In order to exclude LTPT employees from nondiscrimination testing, plan sponsors must elect to do so. The proposed regulations establish procedures for making such an election. Safe harbor plans must set forth the election in the plan document, while non-safe harbor plans can make a separate election outside the plan document, as long as the plan document has enabling language. An election to exclude LTPT employees for testing is all or nothing-–a plan sponsor cannot pick and choose from which tests it wants to exclude LTPT employees.


Plan sponsors must make a separate election to exclude LTPT employees from top heavy testing and benefits. That election must be in the plan document.


Practice Tip: The proposed regulations do not specify the language that must be included in the plan document for an election, or to enable an election, to exclude LTPT employees for nondiscrimination testing and/or top heavy purposes. The IRS recently issued the updated Listing of Required Modifications (LRMs) for defined contribution plans and cash or deferred arrangements, which provide suggested language for certain provisions of the SECURE 2.0 Act, but neither LRM includes specific language regarding the LTPT employee testing elections. Sample amendment language would be helpful.


Even if LTPT employees are excluded from testing, plan sponsors can still make employer contributions on their behalf.


If a plan does not exclude LTPT employees from testing, then LTPT employees will be considered otherwise excludable employees because they do not meet the statutory age and service requirements. Former LTPT employees who have completed 1,000 hours of service will no longer be otherwise excludable employees.


Conclusion

The proposed regulations provide welcome detail regarding the LTPT employee rules, but, given the lateness of their issue, plan sponsors and service providers are still working to implement the regulations.
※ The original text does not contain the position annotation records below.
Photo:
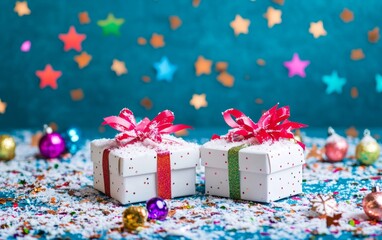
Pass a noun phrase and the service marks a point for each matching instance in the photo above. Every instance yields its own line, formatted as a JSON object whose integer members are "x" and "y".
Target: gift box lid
{"x": 264, "y": 158}
{"x": 138, "y": 159}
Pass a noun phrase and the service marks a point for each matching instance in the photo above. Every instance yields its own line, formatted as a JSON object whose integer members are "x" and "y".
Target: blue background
{"x": 205, "y": 31}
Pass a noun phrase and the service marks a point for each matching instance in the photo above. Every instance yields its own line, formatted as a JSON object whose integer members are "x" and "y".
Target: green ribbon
{"x": 233, "y": 172}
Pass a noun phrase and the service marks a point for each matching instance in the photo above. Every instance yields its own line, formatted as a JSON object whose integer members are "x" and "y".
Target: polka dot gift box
{"x": 144, "y": 161}
{"x": 259, "y": 161}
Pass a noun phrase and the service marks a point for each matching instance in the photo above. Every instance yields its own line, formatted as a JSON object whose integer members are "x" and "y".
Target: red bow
{"x": 272, "y": 126}
{"x": 132, "y": 132}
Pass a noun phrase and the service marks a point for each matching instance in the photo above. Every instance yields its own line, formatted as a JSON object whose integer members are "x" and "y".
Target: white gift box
{"x": 133, "y": 169}
{"x": 267, "y": 172}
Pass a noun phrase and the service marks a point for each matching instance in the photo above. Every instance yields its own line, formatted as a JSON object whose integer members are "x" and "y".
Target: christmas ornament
{"x": 51, "y": 144}
{"x": 324, "y": 205}
{"x": 72, "y": 137}
{"x": 336, "y": 147}
{"x": 134, "y": 217}
{"x": 157, "y": 208}
{"x": 372, "y": 204}
{"x": 367, "y": 150}
{"x": 7, "y": 147}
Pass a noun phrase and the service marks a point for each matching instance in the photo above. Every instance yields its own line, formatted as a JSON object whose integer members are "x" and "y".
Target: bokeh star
{"x": 119, "y": 67}
{"x": 72, "y": 39}
{"x": 296, "y": 66}
{"x": 240, "y": 25}
{"x": 111, "y": 25}
{"x": 273, "y": 16}
{"x": 198, "y": 101}
{"x": 203, "y": 66}
{"x": 165, "y": 69}
{"x": 334, "y": 83}
{"x": 48, "y": 77}
{"x": 317, "y": 29}
{"x": 21, "y": 8}
{"x": 378, "y": 79}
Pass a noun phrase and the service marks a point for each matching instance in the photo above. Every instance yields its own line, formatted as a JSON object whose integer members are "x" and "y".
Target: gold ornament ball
{"x": 7, "y": 147}
{"x": 368, "y": 150}
{"x": 134, "y": 217}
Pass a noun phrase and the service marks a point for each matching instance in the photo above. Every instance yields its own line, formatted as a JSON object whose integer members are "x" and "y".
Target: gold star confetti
{"x": 354, "y": 92}
{"x": 3, "y": 107}
{"x": 261, "y": 62}
{"x": 316, "y": 153}
{"x": 240, "y": 25}
{"x": 146, "y": 103}
{"x": 347, "y": 15}
{"x": 182, "y": 133}
{"x": 226, "y": 79}
{"x": 157, "y": 41}
{"x": 373, "y": 35}
{"x": 279, "y": 2}
{"x": 259, "y": 101}
{"x": 77, "y": 94}
{"x": 198, "y": 101}
{"x": 83, "y": 59}
{"x": 357, "y": 54}
{"x": 35, "y": 139}
{"x": 352, "y": 132}
{"x": 83, "y": 17}
{"x": 203, "y": 66}
{"x": 273, "y": 16}
{"x": 142, "y": 41}
{"x": 21, "y": 8}
{"x": 196, "y": 3}
{"x": 317, "y": 29}
{"x": 146, "y": 79}
{"x": 119, "y": 67}
{"x": 175, "y": 22}
{"x": 221, "y": 66}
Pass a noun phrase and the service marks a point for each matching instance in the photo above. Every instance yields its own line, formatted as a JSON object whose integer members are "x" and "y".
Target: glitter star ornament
{"x": 48, "y": 77}
{"x": 273, "y": 16}
{"x": 296, "y": 66}
{"x": 3, "y": 107}
{"x": 317, "y": 29}
{"x": 347, "y": 15}
{"x": 240, "y": 25}
{"x": 378, "y": 80}
{"x": 165, "y": 69}
{"x": 203, "y": 66}
{"x": 198, "y": 101}
{"x": 83, "y": 59}
{"x": 324, "y": 205}
{"x": 226, "y": 79}
{"x": 334, "y": 83}
{"x": 21, "y": 8}
{"x": 157, "y": 41}
{"x": 111, "y": 25}
{"x": 72, "y": 39}
{"x": 119, "y": 67}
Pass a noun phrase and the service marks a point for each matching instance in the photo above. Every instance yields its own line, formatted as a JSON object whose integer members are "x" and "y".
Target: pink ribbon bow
{"x": 132, "y": 132}
{"x": 273, "y": 125}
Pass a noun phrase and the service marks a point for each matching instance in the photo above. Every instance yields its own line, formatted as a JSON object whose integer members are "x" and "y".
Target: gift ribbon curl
{"x": 145, "y": 130}
{"x": 273, "y": 125}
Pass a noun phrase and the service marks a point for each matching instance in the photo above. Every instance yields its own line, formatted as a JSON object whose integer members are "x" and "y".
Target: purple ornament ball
{"x": 51, "y": 145}
{"x": 157, "y": 209}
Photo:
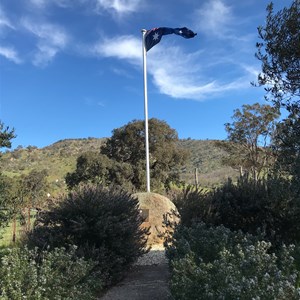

Plan sponsors should work with service providers to review plans and systems to ensure they are complying with the LTPT employee rules, if applicable, and to determine whether any plan amendments and/or separate elections related to nondiscrimination testing will be needed. The deadline for amending a nongovernmental or noncollectively bargained plan is Dec. 31, 2026, according to IRS Notice 2024-2. The IRS has scheduled a public hearing on the proposed regulations on March 15, 2024.